In conclusione, Di Matteo ha espresso le sue perplessità sull'idea di riforma della giustizia portata avanti dal governo Meloni e, nello specificio dal Guardasigilli Nordio. "L'esecutivo prosegue nel solco di una riforma pessima come quella Cartabia, finalizzata non tanto a snellire le procedure, ma che sembra piuttosto tesa a  spuntare le armi ai magistrati che vogliono indigare su esercizio illecito del potere". "Di questo passo", prosegue, "il rischio è di avere una magistratura limitata, collatetale e asservente rispetto al potere politico.

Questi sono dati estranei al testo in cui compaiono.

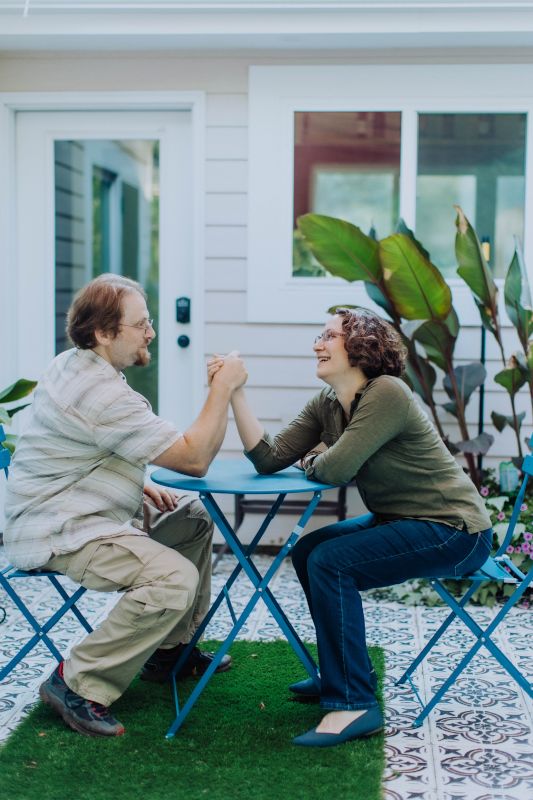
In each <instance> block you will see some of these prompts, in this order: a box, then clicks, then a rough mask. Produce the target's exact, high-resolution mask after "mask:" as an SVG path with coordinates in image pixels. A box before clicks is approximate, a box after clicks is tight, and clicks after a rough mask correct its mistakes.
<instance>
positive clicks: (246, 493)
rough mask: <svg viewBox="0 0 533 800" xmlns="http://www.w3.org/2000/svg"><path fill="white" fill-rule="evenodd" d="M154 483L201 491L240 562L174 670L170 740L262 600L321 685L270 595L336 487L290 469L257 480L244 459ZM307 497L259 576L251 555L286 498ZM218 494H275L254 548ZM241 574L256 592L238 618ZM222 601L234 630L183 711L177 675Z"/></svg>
mask: <svg viewBox="0 0 533 800" xmlns="http://www.w3.org/2000/svg"><path fill="white" fill-rule="evenodd" d="M151 478H152V480H153V481H154V482H155V483H159V484H161V485H163V486H168V487H170V488H172V489H184V490H186V491H194V492H199V494H200V500H202V502H203V504H204V506H205V507H206V509H207V510H208V512H209V513H210V515H211V517H212V519H213V521H214V523H215V525H216V526H217V528H218V529H219V531H220V532H221V533H222V535H223V537H224V539H225V540H226V542H227V543H228V545H229V547H230V548H231V550H232V552H233V553H234V555H235V556H236V558H237V562H238V563H237V565H236V567H235V569H234V570H233V572H232V573H231V575H230V576H229V578H228V580H227V581H226V583H225V585H224V587H223V588H222V590H221V592H220V593H219V595H218V596H217V598H216V600H215V601H214V603H213V604H212V606H211V608H210V610H209V613H208V614H207V616H206V617H205V619H204V620H203V622H202V624H201V625H200V627H199V628H198V630H197V631H196V633H195V635H194V638H193V640H192V641H191V642H190V644H189V646H188V647H186V648H185V649H184V651H183V653H182V655H181V656H180V659H179V660H178V661H177V662H176V664H175V665H174V668H173V670H172V686H173V693H174V703H175V706H176V718H175V720H174V722H173V723H172V725H171V726H170V728H169V730H168V732H167V739H169V738H171V737H172V736H174V734H175V733H176V731H177V730H178V729H179V728H180V727H181V725H182V724H183V721H184V720H185V718H186V716H187V714H188V713H189V711H190V710H191V708H192V707H193V705H194V704H195V702H196V700H197V699H198V697H199V696H200V694H201V693H202V691H203V690H204V688H205V686H206V685H207V683H208V681H209V679H210V678H211V676H212V675H213V673H214V672H215V670H216V668H217V667H218V665H219V664H220V662H221V660H222V658H223V657H224V655H225V654H226V653H227V651H228V650H229V647H230V645H231V643H232V642H233V640H234V639H235V637H236V636H237V635H238V633H239V631H240V630H241V628H242V626H243V625H244V623H245V622H246V620H247V619H248V617H249V616H250V614H251V613H252V611H253V609H254V608H255V606H256V605H257V603H258V602H259V600H260V599H261V600H262V601H263V602H264V603H265V605H266V606H267V608H268V610H269V611H270V613H271V614H272V616H273V617H274V619H275V620H276V622H277V623H278V625H279V627H280V628H281V630H282V632H283V633H284V634H285V636H286V638H287V641H288V642H289V644H290V645H291V647H292V649H293V650H294V652H295V653H296V655H297V656H298V658H299V659H300V661H301V662H302V664H303V666H304V667H305V669H306V670H307V672H308V673H309V675H310V676H311V678H313V680H315V681H316V682H317V681H318V671H317V666H316V664H315V662H314V660H313V659H312V657H311V656H310V654H309V652H308V651H307V649H306V648H305V646H304V644H303V642H302V641H301V639H300V637H299V636H298V634H297V633H296V631H295V630H294V628H293V626H292V625H291V623H290V622H289V620H288V619H287V617H286V615H285V613H284V612H283V610H282V608H281V606H280V605H279V603H278V602H277V600H276V598H275V597H274V595H273V594H272V592H271V591H270V589H269V584H270V581H271V580H272V578H273V577H274V575H275V573H276V572H277V570H278V569H279V567H280V565H281V562H282V561H283V559H284V558H285V556H286V555H287V554H288V553H289V552H290V550H291V549H292V548H293V547H294V545H295V543H296V540H297V539H298V537H299V536H300V534H301V533H302V531H303V529H304V528H305V526H306V525H307V523H308V521H309V519H310V518H311V515H312V513H313V511H314V510H315V508H316V506H317V504H318V503H319V501H320V497H321V492H322V490H324V489H331V488H332V487H331V486H330V485H329V484H326V483H316V482H314V481H310V480H307V478H306V477H305V475H304V473H303V472H302V471H301V470H299V469H296V468H295V467H288V468H287V469H284V470H282V471H281V472H276V473H275V474H273V475H258V474H257V473H256V472H255V469H254V468H253V466H252V465H251V464H250V463H249V462H248V461H246V460H244V459H238V460H223V459H216V460H215V461H214V462H213V463H212V464H211V467H210V469H209V472H208V473H207V475H206V476H205V477H204V478H192V477H191V476H190V475H183V474H181V473H179V472H173V471H172V470H169V469H158V470H156V471H155V472H153V473H152V475H151ZM303 492H312V493H313V496H312V498H311V499H310V501H309V504H308V506H307V508H306V509H305V511H304V512H303V514H302V515H301V517H300V519H299V520H298V524H297V525H296V526H295V527H294V528H293V530H292V531H291V533H290V535H289V537H288V539H287V541H286V542H285V544H284V545H283V547H282V548H281V549H280V551H279V553H278V554H277V555H276V557H275V558H274V560H273V562H272V564H271V565H270V567H269V569H268V570H267V572H266V573H265V574H264V575H261V573H260V572H259V570H258V569H257V567H256V566H255V564H254V562H253V560H252V556H253V554H254V552H255V550H256V548H257V545H258V544H259V542H260V541H261V539H262V537H263V535H264V534H265V531H266V530H267V528H268V526H269V525H270V523H271V522H272V520H273V519H274V517H275V516H276V514H277V512H278V510H279V508H280V507H281V505H282V503H283V501H284V500H285V498H286V496H287V495H288V494H298V493H303ZM215 494H261V495H265V494H266V495H277V497H276V498H275V499H274V500H273V503H272V507H271V509H270V511H269V512H268V513H267V515H266V517H265V519H264V520H263V522H262V523H261V526H260V527H259V530H258V531H257V533H256V534H255V536H254V537H253V539H252V541H251V542H250V544H248V545H245V544H243V543H242V542H241V541H240V540H239V538H238V536H237V535H236V533H235V532H234V530H233V528H232V527H231V525H230V524H229V522H228V520H227V519H226V517H225V516H224V514H223V512H222V511H221V510H220V508H219V506H218V504H217V502H216V501H215V499H214V497H213V495H215ZM241 571H244V572H245V573H246V575H247V576H248V578H249V579H250V582H251V583H252V585H253V586H254V589H255V591H254V592H253V594H252V596H251V597H250V599H249V601H248V603H247V604H246V606H245V608H244V610H243V611H242V612H241V614H240V615H239V616H237V615H236V613H235V610H234V608H233V606H232V603H231V599H230V594H229V593H230V589H231V587H232V585H233V584H234V583H235V580H236V578H237V576H238V575H239V574H240V572H241ZM223 600H225V601H226V603H227V605H228V608H229V611H230V614H231V618H232V620H233V627H232V629H231V631H230V633H229V635H228V636H227V638H226V639H225V641H224V642H223V643H222V645H221V646H220V648H219V649H218V650H217V652H216V654H215V657H214V659H213V661H212V662H211V664H210V665H209V667H208V669H207V670H206V672H205V673H204V674H203V675H202V677H201V678H200V680H199V681H198V683H197V684H196V686H195V688H194V690H193V692H192V694H191V695H190V696H189V698H188V699H187V702H186V703H185V704H184V705H183V708H180V703H179V698H178V691H177V687H176V675H177V674H178V672H179V671H180V668H181V666H182V664H184V663H185V661H186V660H187V658H188V656H189V653H190V652H191V650H192V648H193V647H194V646H195V645H196V643H197V642H198V640H199V639H200V637H201V636H202V634H203V632H204V630H205V628H206V627H207V625H208V624H209V622H210V621H211V619H212V618H213V617H214V615H215V614H216V613H217V610H218V608H219V607H220V605H221V603H222V601H223Z"/></svg>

Cosa che sarebbe passo indietro gravissimo e porterebbe alla fine della stagione dei maxi processi". Critiche anche sulla stretta alle intercettazioni. "Non è vero che in Italia se ne fanno di più, dato che per dirlo si fa riferimento solo a quelle giudiziarie. Costano troppo? E quante ricchezze illecite sono state recuperate grazie a sequestri ottenuti attraverso le interrcettazioni? Quanti omicidi sono stati evitati? Mai come oggi, mafia e corruzione vanno a braccetto, per questo le intercettazioni restano uno strumento indispensabile".